そう考えると、セミナー主催者は赤ちゃんや幼児のいる夫婦が参加する可能性のあるセミナーなら一時保育の可能性を考えて会場選びをしなければなりませんが、実はその当たり前のことができていないケースって結構あるんです(金融機関主催のセミナーなんか特にそうですね)。
そういう意味では支援者だけでなく、講師を引き受ける人やその主催者にもこの本を手にとって欲しいと思います。
子育て支援の忘れてはならない基本について
★★★★★
「母性の研究」以来、母性愛神話や育児ストレスからの解放に尽力し続けた筆者は、遂に「あい・ぽーと」という育児支援の現場を得た。
少子化問題の議論は盛んだが、自分の観念や、無味乾燥な統計や理論から少子化対策を語る者がもっぱらで、実際の育児の現場からの声が議論の場に届くことは稀だ。

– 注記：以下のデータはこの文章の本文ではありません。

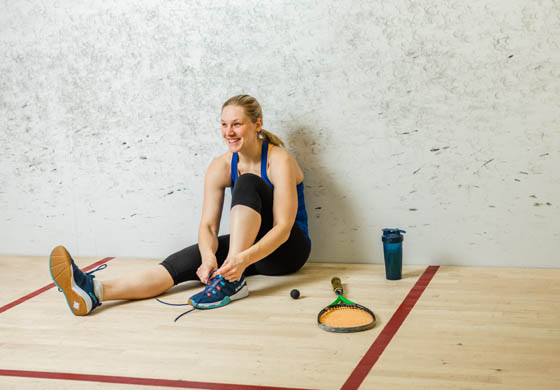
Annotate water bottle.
[381,228,406,280]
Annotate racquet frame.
[317,277,376,333]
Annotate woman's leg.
[101,264,174,301]
[101,235,229,301]
[228,173,273,256]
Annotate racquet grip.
[331,276,344,295]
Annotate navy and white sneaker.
[189,275,249,309]
[49,246,101,316]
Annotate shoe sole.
[49,246,92,316]
[189,282,249,309]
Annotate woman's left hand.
[216,253,249,282]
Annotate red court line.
[0,257,114,314]
[0,369,312,390]
[341,265,439,390]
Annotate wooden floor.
[0,256,560,390]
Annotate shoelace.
[156,271,223,322]
[58,263,107,292]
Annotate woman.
[50,95,311,315]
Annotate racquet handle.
[331,276,344,295]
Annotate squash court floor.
[0,255,560,390]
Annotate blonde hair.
[222,95,284,147]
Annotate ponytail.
[259,129,284,147]
[222,95,284,147]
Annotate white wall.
[0,0,560,267]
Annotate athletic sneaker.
[50,246,101,316]
[189,275,249,309]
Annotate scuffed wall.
[0,0,560,267]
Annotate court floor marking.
[0,369,312,390]
[0,257,439,390]
[0,257,114,314]
[341,265,439,390]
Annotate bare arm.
[196,157,230,283]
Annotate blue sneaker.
[189,275,249,309]
[49,246,101,316]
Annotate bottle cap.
[381,228,406,244]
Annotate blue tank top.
[231,141,311,244]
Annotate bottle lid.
[381,228,406,243]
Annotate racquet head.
[317,278,376,333]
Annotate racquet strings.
[319,305,375,328]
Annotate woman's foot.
[189,275,249,309]
[49,246,103,316]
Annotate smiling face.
[222,105,262,153]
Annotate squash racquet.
[317,277,375,333]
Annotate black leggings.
[161,173,311,284]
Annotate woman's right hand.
[196,259,218,284]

最近では育児支援の現場からすら、子育て支援や保育等の少子化対策を疑問視する声も出てきている。
これは、観念や主義ではなく、実際に即した形での子育て支援の実践記録である。筆者は長年、育児に苦しむ母親たちに接して研究を続けてきた。その経験を生かし、「あい・ぽーと」では、実際に育児をしている親たちの側に等身大で寄り添い、親の成長を支援してきた。著者自ら何度か、自分の観念を親に押し付けかけるが、親や「あい・ぽーと」のスタッフと丁寧に向かい合うことで克服していく。
大所高所から親を見下すことがなく、育児や親の成長を支援してくれる方を増やすためにも、少子化に関する議論を観念の押し付けに終始させて実効力を失わせないためにも、育児支援に関わる方へ本書をお勧めしたい。